Version History¶
A short history of VTC versions, the differences between them, and what changes if you're migrating from an older version. Also a comparison with the LENA system, which is often used in the same research field.
VTC versions¶
Each version is a re-trained model; the most recent ones use a stronger underlying speech model and reach noticeably higher accuracy.

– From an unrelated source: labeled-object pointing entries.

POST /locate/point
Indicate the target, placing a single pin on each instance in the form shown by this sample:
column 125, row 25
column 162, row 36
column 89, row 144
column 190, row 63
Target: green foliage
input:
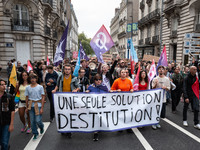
column 85, row 43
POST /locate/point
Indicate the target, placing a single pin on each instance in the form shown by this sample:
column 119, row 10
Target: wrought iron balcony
column 47, row 30
column 174, row 34
column 155, row 39
column 197, row 29
column 141, row 42
column 151, row 17
column 147, row 40
column 22, row 25
column 50, row 2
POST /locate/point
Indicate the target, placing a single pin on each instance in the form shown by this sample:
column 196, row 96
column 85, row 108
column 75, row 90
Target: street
column 172, row 136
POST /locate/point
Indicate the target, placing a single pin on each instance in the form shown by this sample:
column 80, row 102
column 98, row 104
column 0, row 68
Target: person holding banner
column 122, row 84
column 143, row 80
column 67, row 83
column 191, row 95
column 97, row 87
column 161, row 81
column 34, row 104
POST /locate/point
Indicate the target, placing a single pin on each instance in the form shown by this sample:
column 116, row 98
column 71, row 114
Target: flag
column 136, row 82
column 13, row 76
column 29, row 66
column 48, row 62
column 77, row 67
column 195, row 88
column 60, row 49
column 152, row 72
column 101, row 43
column 82, row 53
column 163, row 58
column 133, row 54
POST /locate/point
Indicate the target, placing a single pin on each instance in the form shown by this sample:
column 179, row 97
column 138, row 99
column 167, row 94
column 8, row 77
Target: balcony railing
column 197, row 29
column 22, row 25
column 153, row 16
column 147, row 40
column 174, row 34
column 155, row 39
column 141, row 42
column 47, row 30
column 50, row 2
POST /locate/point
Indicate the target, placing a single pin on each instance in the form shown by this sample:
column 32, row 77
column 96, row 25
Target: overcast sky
column 92, row 14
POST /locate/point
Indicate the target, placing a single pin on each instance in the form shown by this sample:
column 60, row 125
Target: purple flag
column 101, row 43
column 60, row 49
column 82, row 53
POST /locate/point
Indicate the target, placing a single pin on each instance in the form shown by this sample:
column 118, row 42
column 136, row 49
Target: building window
column 174, row 24
column 156, row 29
column 149, row 31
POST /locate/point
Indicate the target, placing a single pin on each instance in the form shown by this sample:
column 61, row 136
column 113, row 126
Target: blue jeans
column 36, row 121
column 4, row 136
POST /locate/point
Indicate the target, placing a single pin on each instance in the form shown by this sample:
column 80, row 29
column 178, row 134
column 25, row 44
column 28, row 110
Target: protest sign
column 89, row 112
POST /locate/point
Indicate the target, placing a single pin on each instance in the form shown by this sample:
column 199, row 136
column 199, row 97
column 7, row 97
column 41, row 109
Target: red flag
column 136, row 82
column 48, row 63
column 195, row 88
column 29, row 66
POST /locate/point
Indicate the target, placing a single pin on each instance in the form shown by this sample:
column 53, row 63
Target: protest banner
column 89, row 112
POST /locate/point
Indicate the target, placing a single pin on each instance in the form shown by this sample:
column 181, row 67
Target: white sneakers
column 197, row 126
column 185, row 123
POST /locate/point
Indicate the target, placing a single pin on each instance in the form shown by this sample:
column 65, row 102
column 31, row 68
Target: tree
column 85, row 43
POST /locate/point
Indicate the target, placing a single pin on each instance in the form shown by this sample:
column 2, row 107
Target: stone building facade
column 149, row 27
column 126, row 14
column 31, row 29
column 181, row 17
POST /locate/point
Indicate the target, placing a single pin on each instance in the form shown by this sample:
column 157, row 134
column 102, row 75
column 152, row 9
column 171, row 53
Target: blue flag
column 82, row 53
column 60, row 49
column 77, row 67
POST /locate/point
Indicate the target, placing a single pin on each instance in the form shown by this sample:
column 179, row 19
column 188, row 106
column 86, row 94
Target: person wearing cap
column 161, row 81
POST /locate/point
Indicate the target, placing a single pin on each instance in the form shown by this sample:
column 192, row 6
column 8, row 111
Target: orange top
column 123, row 85
column 66, row 84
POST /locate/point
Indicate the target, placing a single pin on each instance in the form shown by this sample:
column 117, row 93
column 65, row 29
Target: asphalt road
column 169, row 137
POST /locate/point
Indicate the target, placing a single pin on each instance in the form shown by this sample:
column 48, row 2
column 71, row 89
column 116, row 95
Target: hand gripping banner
column 89, row 112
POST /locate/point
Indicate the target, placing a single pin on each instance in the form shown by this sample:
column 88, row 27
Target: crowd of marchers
column 36, row 87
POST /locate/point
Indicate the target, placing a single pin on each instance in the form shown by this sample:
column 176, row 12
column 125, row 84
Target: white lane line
column 32, row 145
column 144, row 142
column 183, row 130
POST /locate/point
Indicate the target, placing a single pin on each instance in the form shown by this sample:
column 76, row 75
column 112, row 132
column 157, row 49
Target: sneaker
column 154, row 127
column 41, row 130
column 158, row 126
column 185, row 123
column 197, row 126
column 35, row 136
column 28, row 131
column 95, row 138
column 24, row 128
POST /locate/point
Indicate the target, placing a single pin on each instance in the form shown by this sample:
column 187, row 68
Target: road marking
column 144, row 142
column 183, row 130
column 34, row 143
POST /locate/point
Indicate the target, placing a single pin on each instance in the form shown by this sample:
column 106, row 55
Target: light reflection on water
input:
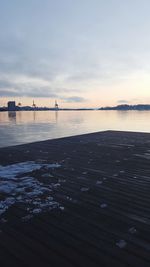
column 30, row 126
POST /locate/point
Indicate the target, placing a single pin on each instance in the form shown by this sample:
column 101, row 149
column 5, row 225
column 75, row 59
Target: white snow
column 121, row 244
column 34, row 195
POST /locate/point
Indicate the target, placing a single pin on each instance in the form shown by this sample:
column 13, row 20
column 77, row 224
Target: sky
column 83, row 53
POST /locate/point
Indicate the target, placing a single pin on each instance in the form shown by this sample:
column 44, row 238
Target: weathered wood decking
column 103, row 191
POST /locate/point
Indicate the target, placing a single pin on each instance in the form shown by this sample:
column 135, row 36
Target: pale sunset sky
column 83, row 53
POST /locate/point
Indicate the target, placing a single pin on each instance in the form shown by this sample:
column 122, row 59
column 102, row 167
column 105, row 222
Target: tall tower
column 56, row 105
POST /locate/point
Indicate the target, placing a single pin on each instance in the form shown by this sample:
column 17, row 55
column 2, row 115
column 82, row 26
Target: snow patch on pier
column 34, row 196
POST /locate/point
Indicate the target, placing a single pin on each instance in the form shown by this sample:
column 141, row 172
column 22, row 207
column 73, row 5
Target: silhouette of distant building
column 56, row 105
column 11, row 106
column 34, row 105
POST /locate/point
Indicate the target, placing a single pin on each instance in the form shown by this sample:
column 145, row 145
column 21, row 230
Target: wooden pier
column 100, row 213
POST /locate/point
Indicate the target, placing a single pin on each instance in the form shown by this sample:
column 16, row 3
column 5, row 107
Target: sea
column 30, row 126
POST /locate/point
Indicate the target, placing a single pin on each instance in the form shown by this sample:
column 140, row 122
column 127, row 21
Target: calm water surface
column 30, row 126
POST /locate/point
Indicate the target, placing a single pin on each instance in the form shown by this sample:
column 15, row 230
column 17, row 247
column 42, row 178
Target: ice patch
column 27, row 191
column 99, row 182
column 121, row 244
column 104, row 205
column 132, row 230
column 13, row 170
column 84, row 189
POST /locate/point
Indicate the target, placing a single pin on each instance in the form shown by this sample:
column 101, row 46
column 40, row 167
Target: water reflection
column 29, row 126
column 12, row 116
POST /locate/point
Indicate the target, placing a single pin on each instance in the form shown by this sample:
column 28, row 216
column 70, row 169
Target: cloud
column 73, row 99
column 122, row 101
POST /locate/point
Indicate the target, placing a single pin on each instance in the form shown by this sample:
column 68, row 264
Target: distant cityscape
column 11, row 106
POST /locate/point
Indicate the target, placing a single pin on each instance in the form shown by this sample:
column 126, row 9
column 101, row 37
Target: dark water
column 29, row 126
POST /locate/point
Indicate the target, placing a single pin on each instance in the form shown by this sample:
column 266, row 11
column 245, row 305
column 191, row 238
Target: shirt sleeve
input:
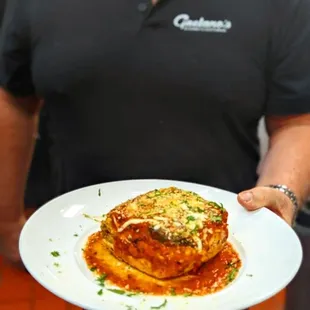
column 15, row 51
column 288, row 61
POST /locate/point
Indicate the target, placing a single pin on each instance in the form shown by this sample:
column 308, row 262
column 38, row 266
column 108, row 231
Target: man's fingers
column 271, row 198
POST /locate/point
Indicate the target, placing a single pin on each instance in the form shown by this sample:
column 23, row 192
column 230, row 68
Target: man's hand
column 9, row 239
column 273, row 199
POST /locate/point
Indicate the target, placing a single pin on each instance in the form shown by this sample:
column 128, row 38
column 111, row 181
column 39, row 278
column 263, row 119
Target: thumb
column 259, row 197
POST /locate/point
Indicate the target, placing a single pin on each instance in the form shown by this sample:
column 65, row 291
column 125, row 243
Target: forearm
column 18, row 125
column 288, row 161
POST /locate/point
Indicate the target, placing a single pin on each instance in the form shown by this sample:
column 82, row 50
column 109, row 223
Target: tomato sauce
column 213, row 276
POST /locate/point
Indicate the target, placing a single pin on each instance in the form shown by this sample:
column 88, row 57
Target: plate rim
column 60, row 197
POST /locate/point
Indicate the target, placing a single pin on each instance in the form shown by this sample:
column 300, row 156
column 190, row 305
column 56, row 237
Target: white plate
column 270, row 250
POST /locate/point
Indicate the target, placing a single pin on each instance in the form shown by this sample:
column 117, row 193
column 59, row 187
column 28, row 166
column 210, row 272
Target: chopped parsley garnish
column 216, row 205
column 157, row 193
column 190, row 218
column 101, row 279
column 55, row 254
column 232, row 275
column 116, row 291
column 161, row 306
column 195, row 229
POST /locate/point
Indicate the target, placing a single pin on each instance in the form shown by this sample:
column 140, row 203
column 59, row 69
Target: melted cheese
column 179, row 214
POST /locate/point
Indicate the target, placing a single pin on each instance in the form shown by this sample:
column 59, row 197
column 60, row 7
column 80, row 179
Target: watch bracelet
column 288, row 192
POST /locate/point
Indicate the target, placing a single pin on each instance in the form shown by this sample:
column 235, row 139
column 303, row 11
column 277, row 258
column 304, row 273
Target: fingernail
column 246, row 196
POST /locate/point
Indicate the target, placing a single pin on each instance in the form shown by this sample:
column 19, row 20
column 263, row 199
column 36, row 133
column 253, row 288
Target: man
column 172, row 89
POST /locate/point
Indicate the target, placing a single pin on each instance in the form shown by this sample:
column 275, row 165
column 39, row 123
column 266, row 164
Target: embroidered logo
column 183, row 22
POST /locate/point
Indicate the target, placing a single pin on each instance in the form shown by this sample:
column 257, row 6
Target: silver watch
column 288, row 192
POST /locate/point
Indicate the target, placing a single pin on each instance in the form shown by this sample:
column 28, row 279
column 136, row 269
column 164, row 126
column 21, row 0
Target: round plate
column 269, row 249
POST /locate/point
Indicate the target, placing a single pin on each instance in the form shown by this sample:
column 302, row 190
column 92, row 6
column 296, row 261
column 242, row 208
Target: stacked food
column 166, row 233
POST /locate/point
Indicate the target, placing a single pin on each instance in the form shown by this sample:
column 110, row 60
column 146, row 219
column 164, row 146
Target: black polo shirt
column 172, row 91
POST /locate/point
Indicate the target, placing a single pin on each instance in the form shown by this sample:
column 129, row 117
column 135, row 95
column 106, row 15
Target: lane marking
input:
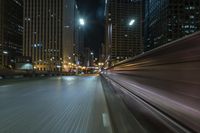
column 106, row 121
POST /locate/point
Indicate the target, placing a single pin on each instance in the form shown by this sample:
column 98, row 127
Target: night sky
column 93, row 12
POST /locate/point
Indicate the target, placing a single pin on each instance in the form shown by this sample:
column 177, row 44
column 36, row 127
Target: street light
column 132, row 22
column 5, row 52
column 82, row 21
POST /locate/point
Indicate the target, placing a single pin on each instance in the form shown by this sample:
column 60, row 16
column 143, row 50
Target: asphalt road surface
column 54, row 105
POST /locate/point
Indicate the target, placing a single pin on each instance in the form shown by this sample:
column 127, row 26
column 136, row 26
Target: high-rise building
column 124, row 22
column 49, row 33
column 11, row 31
column 79, row 39
column 168, row 20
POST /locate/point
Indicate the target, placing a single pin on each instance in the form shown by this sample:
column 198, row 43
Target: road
column 54, row 105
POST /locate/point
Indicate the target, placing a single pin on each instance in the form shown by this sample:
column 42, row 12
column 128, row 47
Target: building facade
column 122, row 39
column 11, row 31
column 49, row 33
column 168, row 20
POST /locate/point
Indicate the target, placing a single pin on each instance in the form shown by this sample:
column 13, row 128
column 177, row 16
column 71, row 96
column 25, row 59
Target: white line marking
column 106, row 121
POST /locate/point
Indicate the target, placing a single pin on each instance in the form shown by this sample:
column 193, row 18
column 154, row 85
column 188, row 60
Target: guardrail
column 6, row 73
column 168, row 78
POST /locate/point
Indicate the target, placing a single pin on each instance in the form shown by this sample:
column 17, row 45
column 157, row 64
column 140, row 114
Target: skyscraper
column 11, row 31
column 168, row 20
column 49, row 33
column 123, row 29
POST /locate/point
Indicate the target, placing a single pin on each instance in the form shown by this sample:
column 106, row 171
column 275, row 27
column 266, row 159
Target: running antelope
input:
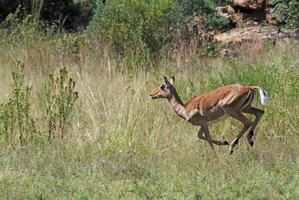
column 201, row 110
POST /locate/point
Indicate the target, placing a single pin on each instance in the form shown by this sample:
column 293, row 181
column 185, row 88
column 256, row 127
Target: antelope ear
column 166, row 81
column 172, row 80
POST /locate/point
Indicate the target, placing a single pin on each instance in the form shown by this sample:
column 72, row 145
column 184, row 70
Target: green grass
column 123, row 145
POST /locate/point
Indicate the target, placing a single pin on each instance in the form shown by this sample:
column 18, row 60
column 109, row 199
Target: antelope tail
column 263, row 95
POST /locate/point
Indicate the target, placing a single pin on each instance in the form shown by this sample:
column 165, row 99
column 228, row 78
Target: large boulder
column 249, row 4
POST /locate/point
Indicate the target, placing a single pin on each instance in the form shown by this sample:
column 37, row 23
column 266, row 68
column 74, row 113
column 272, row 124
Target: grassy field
column 123, row 145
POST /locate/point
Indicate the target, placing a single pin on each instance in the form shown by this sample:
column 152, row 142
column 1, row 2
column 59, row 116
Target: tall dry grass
column 122, row 145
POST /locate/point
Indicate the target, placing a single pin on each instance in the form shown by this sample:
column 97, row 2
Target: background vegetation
column 76, row 120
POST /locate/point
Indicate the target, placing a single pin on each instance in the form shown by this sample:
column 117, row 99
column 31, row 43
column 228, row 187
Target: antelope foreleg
column 201, row 136
column 258, row 115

| VTC 1.0 (2020) | VTC 1.5 (2025) | VTC 2.0 (2025) | VTC 2.1 (2025) | |
|---|---|---|---|---|
| Underlying speech model | PyanNet | Whisper-based | BabyHuBERT | BabyHuBERT |
| Average F1 (BabyTrain-2025 validation set) | 50.9% | 53.6% | 64.6% | 66.9% |
| Speaker labels | CHI(KCHI), OCH, MAL, FEM, SPEECH | KCHI, OCH, MAL, FEM | KCHI, OCH, MAL, FEM | KCHI, OCH, MAL, FEM |
| Python version | 3.7+ (conda) | 3.13+ (uv) | 3.13+ (uv) | 3.13+ (uv) |
| Repository | MarvinLvn/voice-type-classifier | LAAC-LSCP/VTC-IS-25 | LAAC-LSCP/VTC | LAAC-LSCP/VTC |
VTC 2.x is built on BabyHuBERT, a self-supervised speech model trained specifically on child-centred audio, which is the main reason for the accuracy jump from earlier versions. The largest gains over VTC 1.0 are on the other-children (OCH) and adult-male (MAL) categories — both more than 20 percentage points of F1 better in VTC 2.1 than in VTC 1.0 on BabyTrain-2025. (See the accuracy table on the home page for the per-class numbers.)
What "F1 = 66.9%" means in practice
F1 is a single summary number per category, averaged across the four. A higher number means the model agrees more often with human annotators; it does not translate directly into "right 66.9% of the time" or "wrong 33.1% of the time." For a richer breakdown, see the per-category numbers and discussion on the home page.
Migrating from VTC 1.0¶
What you'll need to change in your scripts and pipelines if you're moving from the original VTC.
- Label set has changed. The combined
CHIlabel (which lumped KCHI + OCH together) and theSPEECHlabel no longer exist. If you depend on either, combineKCHIandOCHin your downstream scripts. - Output formats are unchanged at the format level: VTC 2 still writes RTTM, and now additionally produces a CSV.
- Fresh install required. VTC 2 cannot run inside a VTC 1.0 conda environment. Follow the Getting Started page to set up a clean install with
uv.
VTC vs. LENA¶
VTC and LENA both label speakers in child-centred recordings, but they are different products with different licensing, hardware, and category schemes. They are not interchangeable.
| VTC 2 | LENA | |
|---|---|---|
| Cost | Free, open-source | Commercial |
| Hardware | Any Unix machine; runs on any WAV file | Requires a LENA-branded recorder |
| Speaker classes | KCHI, OCH, MAL, FEM | CHN, CXN, MAN, FAN (plus others) |
| Transparency | Code and model weights publicly available | Proprietary |
| Input format | Any WAV audio (16 kHz mono) | LENA .its files |
| Customisable to your data | Yes — via fine-tuning or threshold re-tuning | No |
VTC is not a drop-in replacement for LENA. The categories are similar in spirit but not equivalent, and counts produced by the two systems on the same audio will differ. If your study compares to or reuses LENA results, treat any cross-system comparison with care. For detailed accuracy comparisons between the two systems, see the ExELang book.